Part of pre-surgical teaching, and incorporated into all initial consultations, is some concepts about what to expect after your plastic surgery procedure(s). This is probably the weakest part of any surgeon-patient connection. While all patients will ask questions like…How much swelling will I have?….when can I go back to work?…..when will it look good and when can I see the final result?……no patient can have a true understanding of the postoperative healing process or prepare for seeing their body parts swollen, bruised, and temporarily distorted…..unless they have had prior surgery that was a similar procedure. And, unfortunately, most consultations with your plastic surgeon generally occur once, during the first meeting, and you do not see the doctor again until the day of surgery. While I encourage all patients to come back and see me again for the second time prior to their surgery to answer any questions or concerns, it is very rare that they actually do. I would say it occurs in less than 10% of all new surgery patients. Does that mean because they didn’t they have a perfect understanding about all aspects of their procedure….or my explanation of everything was so profound that everything was perfectly clear (I have come to realize that less than half of what I say to a patient in a consultation is actually remembered)…..no…….I think they try and get those questions which arise after the initial meeting clarified with the doctor’s staff by phone or e-mail, what is said on the mailed paperwork, and in talking to friends and other patients. Only the rare patient who is confused or concerned about a major point will make time to come back and actually speak to me.

When I talk to patients about what to expect after surgery, I divide their recovery into three phases: the day after, the first week after, and a month later. These time periods can also be called: the pain and agony (the day after), I’m starting to feel human again (the first week after), and It’s all worth it now (a month later) . While the type of plastic surgery procedure may be better or worse than these time periods (for example, breast augmentation is great in a week, full facial rejuvenation will take a full month), these are good average assessments at these time periods. I have long learned that it is far better to overestimate the amount of recovery, physical or social, than it is to fall short. Most patients don’t have realistic recovery expectations (why would they) and already think it will be faster than it will likely be. Doctors are famous for saying…you will have a little swelling and bruising, for example…..when from the patient’s perspective it is a horrible amount of swelling and bruising. It’s always different when you are the one actually having the experience than projecting what it will be like for someone else.

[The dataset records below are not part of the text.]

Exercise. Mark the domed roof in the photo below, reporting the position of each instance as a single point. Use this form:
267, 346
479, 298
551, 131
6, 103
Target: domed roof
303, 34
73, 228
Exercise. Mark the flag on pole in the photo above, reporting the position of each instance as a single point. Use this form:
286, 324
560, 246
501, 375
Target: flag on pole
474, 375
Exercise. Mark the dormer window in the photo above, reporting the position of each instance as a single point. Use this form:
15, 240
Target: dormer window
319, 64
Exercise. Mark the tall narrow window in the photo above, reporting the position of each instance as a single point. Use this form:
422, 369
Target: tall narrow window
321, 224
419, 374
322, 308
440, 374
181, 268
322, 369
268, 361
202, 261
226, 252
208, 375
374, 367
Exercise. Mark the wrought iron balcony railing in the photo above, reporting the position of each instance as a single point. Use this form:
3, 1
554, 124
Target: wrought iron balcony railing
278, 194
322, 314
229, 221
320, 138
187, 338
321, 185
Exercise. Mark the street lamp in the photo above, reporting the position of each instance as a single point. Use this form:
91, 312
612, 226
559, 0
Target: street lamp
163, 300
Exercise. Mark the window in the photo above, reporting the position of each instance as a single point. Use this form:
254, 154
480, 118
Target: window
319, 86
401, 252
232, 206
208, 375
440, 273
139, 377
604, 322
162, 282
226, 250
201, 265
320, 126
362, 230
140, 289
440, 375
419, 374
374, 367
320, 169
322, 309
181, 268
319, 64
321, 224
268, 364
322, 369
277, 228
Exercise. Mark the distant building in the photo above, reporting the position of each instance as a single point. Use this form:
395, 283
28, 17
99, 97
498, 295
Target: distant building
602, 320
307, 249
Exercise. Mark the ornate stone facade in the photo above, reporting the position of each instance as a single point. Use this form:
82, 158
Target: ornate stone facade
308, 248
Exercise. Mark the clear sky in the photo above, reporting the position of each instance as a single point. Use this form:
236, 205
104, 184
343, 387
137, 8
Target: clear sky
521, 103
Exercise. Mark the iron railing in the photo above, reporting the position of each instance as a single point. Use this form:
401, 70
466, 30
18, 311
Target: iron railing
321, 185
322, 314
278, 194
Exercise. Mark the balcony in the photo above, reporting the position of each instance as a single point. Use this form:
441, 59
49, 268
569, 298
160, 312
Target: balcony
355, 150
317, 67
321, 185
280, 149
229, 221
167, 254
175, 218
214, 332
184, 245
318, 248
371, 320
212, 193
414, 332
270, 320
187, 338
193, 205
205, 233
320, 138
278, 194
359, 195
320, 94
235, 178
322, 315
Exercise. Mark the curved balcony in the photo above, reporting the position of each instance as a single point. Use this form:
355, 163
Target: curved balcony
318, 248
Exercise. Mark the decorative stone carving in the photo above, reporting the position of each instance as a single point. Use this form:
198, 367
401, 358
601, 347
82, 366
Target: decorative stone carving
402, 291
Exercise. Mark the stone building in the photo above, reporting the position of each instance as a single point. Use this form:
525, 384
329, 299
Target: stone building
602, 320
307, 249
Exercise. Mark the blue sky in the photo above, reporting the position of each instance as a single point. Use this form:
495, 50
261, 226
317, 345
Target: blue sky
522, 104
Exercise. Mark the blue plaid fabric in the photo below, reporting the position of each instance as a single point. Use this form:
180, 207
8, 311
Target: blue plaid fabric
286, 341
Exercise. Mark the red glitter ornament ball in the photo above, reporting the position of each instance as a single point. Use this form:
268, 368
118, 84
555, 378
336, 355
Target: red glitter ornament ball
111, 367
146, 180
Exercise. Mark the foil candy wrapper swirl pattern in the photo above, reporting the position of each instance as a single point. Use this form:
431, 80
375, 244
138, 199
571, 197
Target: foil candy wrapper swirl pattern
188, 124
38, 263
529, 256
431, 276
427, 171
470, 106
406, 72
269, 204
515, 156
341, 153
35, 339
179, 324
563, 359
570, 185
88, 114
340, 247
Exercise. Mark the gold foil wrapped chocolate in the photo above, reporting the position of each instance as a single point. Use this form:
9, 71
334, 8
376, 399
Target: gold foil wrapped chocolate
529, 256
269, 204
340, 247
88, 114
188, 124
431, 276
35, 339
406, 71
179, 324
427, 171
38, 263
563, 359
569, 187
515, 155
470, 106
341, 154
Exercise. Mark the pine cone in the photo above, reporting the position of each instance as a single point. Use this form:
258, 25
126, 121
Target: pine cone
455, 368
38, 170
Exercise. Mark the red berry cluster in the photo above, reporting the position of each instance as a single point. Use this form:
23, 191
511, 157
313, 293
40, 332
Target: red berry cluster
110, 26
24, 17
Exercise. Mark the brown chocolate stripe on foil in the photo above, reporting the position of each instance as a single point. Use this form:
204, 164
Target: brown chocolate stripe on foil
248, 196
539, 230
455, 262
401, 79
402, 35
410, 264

The most important, and occasionally problematic, expectation to manage is the long-term one or the final result. While I routinuely do some computer imaging (particularly on faces), what you do in surgery is not as precise. Plastic surgery is not as simple or predictable as morphing a digital image or manipulating images on Photoshop. Many variables affect the final result, particularly how tissues heal. No procedure is ever exactly the same on both sides, whether it be eyes, ears, a face, or two breasts. Some of that has to so with the fact that they weren’t the same before and some of it has to with how the body responds to surgical manipulation. That is why I caution patients…..perfection and perfect symmetry is not possible…..even though it may sometimes be obtained. Occasionally patients confuse paying a fee as a guarantee of optimal results. (even though they sign paperwork which states otherwise) What a patient pays for is the plastic surgeon’s best effort based on his skill and experience. And for the vast majority of patients that is fair enough regardless of the outcome.